Trees are planted intermittently to provide shade to tea bushes. “The shade trees save bushes from the scorching sun and help retain the quality of tea leaves,” said a tea expert.
If any shade tree dries up or weakens, it is chopped off and a new sapling is planted.
“To cut a tree, they have to obtain permission from the state forest department,” the expert added.
This is where Prabhat Mukherjee, president of Cha Bagan Trinamul Congress Mazdoor Union, who has sent the letters to the district magistrates, have accused a section of tea estates. “While obtaining permission, tea companies confirm that the sale proceeds of the shade trees will be used for the welfare of the tea workers and their families. But in a number of gardens, even 10 per cent of the proceeds are not used for workers,” said Mukherjee.
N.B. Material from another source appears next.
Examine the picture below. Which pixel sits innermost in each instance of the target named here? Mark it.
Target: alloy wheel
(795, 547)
The proceeds, he said, should be used for construction and repairing of workers’ quarters, clearing their old dues, among others. But according to Mukherjee, workers do not have any inkling as to how much money has been earned by selling the timber.
“We have found that workers in some of the estates are disgruntled because of such practice of the management. That is why we sought an intervention from the district magistrates. They should evolve a mechanism to confirm total transparency,” the senior trade union leader said.
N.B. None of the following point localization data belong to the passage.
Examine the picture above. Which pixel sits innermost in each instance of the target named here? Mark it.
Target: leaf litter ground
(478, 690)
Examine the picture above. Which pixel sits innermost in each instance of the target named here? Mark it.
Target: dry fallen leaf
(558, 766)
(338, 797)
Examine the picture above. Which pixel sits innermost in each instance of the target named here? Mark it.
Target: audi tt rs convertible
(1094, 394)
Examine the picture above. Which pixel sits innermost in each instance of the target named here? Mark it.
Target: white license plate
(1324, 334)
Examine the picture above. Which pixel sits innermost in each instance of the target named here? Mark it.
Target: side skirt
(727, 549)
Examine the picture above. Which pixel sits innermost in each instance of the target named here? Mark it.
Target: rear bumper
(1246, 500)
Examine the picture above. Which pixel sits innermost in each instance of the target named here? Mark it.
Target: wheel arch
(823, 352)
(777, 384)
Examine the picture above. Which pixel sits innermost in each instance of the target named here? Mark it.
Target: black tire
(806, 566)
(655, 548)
Representatives of tea planters’ associations differed.
“The guidelines of the state government are strictly followed while felling the shade trees. Tea estates need to show utilisation certificates of the money earned by selling trees to the state forest department to obtain permit to transport the timber,” said Sanjay Bagchi, secretary, the Dooars branch of the Indian Tea Association.
A senior manager at a tea estate in the Dooars said the fund is used for various purposes, ranging from construction and repair of roads, bridges and crèche to purchase of materials for sports. “Such spends also come under workers’ welfare,” he said.